Finally there came an end to the relentless deluge. The rain of forty days and forty nights had turned the earth into one enormous expanse of water.  Hoping to soon set foot on dry ground once again, Noah and his family were still crowded together on the ark with all the animals they had collected, a male and female of each species.  Day in day out they scanned the waters to see if the level had begun to drop. When Noah thought this long hoped for moment had come, he asked the birds for a volunteer to go out and see if any dry ground was to be seen yet. The large strong white raven offered his services at once. But he failed his mission and for punishment was turned into a black screeching creature. Likewise, the kingfisher was only concerned with his own needs from the moment he sensed the freedom of the deep blue sky and was banished to an uncertain existence bound by water. Noah was angry and disappointed with them both. ‘Third time lucky,’ he said to his wife, ‘I will try one more time.’

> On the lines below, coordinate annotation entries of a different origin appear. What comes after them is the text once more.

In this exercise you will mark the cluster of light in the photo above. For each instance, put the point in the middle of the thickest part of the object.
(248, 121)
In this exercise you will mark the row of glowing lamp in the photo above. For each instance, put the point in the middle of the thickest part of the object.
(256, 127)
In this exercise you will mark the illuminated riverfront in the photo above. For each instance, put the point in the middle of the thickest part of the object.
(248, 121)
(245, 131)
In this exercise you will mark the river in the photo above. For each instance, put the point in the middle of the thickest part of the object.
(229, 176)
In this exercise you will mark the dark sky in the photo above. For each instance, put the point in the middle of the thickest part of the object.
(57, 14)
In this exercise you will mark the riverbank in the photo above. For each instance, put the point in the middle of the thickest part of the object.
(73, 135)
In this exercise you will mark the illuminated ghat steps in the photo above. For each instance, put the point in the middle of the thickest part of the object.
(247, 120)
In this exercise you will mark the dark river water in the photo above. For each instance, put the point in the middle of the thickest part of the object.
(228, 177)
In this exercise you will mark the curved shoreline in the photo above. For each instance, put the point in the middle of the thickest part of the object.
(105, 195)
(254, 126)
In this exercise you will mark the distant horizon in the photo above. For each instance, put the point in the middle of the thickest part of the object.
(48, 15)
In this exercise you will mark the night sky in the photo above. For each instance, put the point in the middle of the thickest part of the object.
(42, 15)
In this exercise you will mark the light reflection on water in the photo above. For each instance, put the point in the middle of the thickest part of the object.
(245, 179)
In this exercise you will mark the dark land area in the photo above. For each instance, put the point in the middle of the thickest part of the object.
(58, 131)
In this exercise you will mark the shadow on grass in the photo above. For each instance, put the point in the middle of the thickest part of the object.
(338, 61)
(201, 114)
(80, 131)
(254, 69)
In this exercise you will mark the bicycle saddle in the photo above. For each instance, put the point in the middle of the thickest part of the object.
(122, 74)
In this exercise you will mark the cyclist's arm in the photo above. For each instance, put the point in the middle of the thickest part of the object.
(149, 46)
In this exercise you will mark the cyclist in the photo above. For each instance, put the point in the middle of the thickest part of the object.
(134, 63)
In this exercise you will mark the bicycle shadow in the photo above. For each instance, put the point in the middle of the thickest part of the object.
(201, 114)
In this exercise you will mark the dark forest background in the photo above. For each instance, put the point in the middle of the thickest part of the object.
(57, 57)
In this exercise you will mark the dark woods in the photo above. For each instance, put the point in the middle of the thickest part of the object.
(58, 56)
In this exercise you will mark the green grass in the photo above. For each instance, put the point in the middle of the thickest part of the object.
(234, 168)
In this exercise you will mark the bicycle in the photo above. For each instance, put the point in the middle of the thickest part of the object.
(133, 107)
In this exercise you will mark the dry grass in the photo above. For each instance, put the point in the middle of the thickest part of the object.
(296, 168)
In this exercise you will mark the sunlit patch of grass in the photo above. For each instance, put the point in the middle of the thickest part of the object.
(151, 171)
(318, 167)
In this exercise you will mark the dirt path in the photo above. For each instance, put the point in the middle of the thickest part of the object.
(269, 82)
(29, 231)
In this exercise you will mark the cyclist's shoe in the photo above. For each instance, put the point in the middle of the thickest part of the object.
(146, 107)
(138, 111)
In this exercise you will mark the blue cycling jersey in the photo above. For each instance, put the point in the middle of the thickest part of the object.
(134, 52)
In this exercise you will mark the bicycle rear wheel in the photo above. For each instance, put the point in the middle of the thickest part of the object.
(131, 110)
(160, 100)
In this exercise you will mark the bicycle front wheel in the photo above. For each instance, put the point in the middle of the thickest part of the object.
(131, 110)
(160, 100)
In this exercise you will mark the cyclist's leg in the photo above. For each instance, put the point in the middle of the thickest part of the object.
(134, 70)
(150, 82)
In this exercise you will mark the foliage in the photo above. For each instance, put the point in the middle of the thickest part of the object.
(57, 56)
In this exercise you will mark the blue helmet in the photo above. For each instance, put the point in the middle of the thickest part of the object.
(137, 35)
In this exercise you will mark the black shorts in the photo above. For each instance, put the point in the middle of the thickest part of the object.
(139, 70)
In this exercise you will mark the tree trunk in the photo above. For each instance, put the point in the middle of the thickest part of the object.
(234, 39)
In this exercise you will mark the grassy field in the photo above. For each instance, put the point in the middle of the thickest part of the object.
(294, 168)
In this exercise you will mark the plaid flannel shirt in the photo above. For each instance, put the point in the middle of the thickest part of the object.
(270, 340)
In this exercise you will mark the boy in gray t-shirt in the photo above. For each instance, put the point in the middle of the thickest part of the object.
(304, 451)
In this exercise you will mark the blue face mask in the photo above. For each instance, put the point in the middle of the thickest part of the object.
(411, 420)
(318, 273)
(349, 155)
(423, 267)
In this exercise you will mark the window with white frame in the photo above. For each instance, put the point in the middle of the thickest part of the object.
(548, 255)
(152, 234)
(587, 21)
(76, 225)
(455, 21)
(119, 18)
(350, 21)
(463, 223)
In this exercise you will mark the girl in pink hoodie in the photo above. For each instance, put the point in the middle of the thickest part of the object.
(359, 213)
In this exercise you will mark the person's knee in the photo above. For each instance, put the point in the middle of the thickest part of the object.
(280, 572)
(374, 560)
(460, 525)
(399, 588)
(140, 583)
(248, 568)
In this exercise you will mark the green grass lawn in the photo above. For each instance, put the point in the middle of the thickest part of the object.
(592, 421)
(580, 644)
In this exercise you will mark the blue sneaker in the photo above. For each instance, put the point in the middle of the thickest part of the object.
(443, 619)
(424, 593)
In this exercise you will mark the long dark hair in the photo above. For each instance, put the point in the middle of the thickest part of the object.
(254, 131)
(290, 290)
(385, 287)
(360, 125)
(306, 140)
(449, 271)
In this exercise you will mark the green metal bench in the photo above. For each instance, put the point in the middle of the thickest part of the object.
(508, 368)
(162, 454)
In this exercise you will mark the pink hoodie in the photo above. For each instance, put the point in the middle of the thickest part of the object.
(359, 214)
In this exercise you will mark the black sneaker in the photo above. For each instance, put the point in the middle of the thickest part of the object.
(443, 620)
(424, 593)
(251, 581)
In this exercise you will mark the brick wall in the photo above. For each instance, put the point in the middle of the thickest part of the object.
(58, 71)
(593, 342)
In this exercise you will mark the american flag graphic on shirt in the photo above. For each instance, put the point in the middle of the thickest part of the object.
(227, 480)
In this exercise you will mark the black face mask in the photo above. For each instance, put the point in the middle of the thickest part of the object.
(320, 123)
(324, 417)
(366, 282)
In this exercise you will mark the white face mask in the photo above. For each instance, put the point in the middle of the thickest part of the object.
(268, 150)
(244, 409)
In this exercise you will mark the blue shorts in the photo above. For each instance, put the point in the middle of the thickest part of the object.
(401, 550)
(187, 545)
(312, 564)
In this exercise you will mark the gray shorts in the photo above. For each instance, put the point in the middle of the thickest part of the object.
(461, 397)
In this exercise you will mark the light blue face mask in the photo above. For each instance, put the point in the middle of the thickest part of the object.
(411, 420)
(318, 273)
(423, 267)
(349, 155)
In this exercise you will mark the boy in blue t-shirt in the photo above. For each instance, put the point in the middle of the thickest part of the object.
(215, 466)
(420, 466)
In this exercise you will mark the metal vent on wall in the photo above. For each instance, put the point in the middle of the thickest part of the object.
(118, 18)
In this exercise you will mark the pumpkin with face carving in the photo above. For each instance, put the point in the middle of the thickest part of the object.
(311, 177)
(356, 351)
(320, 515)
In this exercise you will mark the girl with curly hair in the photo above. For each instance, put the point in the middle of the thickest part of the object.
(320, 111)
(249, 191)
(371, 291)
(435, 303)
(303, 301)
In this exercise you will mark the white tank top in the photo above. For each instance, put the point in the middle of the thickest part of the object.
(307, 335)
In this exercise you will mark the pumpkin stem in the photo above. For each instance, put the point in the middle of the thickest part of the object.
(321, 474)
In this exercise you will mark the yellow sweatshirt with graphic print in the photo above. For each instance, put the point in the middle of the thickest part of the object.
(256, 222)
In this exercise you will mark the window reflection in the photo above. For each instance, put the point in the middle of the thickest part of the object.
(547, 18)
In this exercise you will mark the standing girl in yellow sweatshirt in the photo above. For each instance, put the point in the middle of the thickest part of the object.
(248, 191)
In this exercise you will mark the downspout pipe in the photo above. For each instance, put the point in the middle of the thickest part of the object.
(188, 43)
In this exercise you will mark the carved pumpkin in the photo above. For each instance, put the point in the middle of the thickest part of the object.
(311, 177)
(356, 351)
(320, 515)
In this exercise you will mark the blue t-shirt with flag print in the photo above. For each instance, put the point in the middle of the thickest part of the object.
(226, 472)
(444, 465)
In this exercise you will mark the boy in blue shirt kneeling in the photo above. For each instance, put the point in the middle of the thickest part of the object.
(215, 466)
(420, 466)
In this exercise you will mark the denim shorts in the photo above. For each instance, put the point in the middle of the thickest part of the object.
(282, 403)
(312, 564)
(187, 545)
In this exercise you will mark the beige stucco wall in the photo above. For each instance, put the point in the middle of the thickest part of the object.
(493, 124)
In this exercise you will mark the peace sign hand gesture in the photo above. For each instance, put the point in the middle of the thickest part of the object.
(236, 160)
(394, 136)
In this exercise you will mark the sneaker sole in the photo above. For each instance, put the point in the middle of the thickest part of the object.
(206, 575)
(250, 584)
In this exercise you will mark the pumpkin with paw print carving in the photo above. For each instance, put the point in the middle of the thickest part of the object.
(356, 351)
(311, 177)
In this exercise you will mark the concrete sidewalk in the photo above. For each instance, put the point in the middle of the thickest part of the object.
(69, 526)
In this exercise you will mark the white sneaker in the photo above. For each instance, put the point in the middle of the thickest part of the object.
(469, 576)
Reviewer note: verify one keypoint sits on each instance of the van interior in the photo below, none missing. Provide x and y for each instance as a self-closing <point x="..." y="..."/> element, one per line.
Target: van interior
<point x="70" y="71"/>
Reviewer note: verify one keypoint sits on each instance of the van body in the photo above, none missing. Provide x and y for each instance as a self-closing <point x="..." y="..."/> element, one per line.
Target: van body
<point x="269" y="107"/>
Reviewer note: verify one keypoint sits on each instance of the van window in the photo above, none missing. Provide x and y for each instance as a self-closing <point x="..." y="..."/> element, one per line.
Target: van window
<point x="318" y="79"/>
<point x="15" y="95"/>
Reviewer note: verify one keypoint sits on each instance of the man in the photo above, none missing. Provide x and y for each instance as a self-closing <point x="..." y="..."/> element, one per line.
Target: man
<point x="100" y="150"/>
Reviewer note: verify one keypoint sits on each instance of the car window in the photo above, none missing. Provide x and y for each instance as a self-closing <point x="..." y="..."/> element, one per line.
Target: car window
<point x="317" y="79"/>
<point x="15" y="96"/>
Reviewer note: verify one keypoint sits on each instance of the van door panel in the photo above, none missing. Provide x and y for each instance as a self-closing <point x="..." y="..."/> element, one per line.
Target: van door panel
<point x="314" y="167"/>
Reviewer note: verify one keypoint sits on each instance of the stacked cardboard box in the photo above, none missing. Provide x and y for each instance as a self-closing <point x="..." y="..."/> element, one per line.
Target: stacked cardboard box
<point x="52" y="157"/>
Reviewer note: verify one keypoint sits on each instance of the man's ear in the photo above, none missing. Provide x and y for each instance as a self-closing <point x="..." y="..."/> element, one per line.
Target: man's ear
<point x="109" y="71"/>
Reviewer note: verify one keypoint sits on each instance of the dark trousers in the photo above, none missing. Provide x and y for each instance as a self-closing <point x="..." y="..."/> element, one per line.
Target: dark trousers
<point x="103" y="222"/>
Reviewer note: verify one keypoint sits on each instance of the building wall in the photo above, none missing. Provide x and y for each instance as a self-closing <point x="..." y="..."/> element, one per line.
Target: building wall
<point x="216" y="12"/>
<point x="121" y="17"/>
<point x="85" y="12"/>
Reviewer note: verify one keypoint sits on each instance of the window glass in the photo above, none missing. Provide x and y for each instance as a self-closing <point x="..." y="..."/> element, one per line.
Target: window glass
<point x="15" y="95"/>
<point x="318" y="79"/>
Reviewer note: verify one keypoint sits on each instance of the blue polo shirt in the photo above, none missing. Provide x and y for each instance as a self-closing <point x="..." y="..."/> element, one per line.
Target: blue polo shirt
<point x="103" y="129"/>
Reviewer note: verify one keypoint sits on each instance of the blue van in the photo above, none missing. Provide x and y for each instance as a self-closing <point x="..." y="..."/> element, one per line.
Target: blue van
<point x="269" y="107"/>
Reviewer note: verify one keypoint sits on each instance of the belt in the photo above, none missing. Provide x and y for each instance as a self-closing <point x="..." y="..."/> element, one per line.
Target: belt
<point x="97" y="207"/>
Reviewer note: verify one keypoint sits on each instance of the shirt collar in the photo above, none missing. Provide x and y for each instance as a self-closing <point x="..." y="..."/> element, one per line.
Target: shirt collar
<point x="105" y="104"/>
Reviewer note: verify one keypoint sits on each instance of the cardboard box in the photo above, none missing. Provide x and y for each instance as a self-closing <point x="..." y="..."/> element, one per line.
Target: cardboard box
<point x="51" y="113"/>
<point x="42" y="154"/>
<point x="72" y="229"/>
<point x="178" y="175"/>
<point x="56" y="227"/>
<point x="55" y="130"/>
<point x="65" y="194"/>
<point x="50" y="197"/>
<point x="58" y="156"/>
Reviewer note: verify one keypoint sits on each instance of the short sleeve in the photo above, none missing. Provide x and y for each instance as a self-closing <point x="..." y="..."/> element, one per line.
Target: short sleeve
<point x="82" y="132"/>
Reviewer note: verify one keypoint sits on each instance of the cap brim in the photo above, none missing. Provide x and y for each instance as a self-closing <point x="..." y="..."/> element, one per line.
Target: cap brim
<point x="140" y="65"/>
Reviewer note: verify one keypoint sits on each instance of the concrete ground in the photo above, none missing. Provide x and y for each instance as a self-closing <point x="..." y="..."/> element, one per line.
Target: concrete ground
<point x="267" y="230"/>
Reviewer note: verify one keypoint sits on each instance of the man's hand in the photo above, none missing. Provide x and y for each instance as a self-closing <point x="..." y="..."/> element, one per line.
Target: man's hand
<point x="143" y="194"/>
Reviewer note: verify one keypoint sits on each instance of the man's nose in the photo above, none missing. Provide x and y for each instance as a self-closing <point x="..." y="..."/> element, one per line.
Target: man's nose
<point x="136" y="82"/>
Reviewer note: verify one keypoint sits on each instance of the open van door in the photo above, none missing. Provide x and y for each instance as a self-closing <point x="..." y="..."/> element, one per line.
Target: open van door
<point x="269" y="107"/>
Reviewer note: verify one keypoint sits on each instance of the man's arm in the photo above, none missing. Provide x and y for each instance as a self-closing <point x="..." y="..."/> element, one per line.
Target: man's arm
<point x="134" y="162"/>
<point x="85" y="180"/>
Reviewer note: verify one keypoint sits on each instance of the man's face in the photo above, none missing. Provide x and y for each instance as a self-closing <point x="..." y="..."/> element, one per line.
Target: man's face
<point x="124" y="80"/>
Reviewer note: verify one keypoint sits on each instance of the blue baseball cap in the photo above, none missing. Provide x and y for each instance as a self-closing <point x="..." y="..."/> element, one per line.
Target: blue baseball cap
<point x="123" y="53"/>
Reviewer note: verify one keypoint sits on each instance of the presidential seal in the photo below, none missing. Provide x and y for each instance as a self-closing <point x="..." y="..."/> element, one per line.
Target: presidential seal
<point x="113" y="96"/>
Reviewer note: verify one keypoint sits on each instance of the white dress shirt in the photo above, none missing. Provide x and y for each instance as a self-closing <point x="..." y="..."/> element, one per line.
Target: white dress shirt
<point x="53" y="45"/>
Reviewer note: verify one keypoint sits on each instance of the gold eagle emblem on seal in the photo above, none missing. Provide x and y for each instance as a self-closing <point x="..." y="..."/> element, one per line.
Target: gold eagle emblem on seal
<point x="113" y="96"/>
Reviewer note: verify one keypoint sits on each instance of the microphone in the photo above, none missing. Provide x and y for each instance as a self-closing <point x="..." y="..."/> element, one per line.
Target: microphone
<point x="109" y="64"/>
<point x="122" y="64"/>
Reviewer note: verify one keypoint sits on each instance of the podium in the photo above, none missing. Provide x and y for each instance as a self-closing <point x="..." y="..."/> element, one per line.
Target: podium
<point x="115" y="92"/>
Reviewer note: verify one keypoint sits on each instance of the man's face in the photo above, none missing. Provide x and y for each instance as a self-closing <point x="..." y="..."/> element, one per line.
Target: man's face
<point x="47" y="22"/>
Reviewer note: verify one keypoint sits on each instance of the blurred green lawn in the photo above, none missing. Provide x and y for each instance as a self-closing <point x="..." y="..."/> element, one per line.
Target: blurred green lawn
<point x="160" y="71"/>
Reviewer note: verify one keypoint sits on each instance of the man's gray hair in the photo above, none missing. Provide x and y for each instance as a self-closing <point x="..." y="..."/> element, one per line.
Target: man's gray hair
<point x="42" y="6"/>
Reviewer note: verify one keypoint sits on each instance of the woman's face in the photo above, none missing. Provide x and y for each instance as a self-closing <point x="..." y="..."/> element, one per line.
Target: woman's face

He pondered deeply over which bird was best suited to the task and then chose the sweet-natured dove to send out to scout around. With a noisy flapping of wings, this rather ungainly bird rose up above the ark and flew out across the wide expanse of water. Very quickly he noticed a few green patches of dry earth. On arriving there he was shocked by the sight of carcasses lying around. He tripped across the sodden earth turned red from the blood of dead creatures mixing with the flood water. Ever since then a dove has red legs and feet. This trustworthy bird, however, did not forget that he had an important mission to fulfill. He pulled off a small twig with green leaves from a tree and flew back with it to the Ark. Noah was happy and surprised that the dove had returned with proof that the waters had started to drop and that life on earth had resumed. ‘Tell me, what did you see on your journey?’ Noah asked the dove. Still stunned and bewildered by the sight of dead creatures everywhere, the dove tried to answer “rotting cows’. All he managed to utter though was ‘r ‘ and ‘c’ followed by a gasp of pain ‘oooh  ‘oooh’. Noah was proud of the dove which had returned carrying a sign of hope and responded: ‘O Dove, from now on you will be the symbol of hope and love in difficult times.’ The dove never recovered from his traumatic experience. To this day his legs and feet are still red and he calls ‘roooh coooh’.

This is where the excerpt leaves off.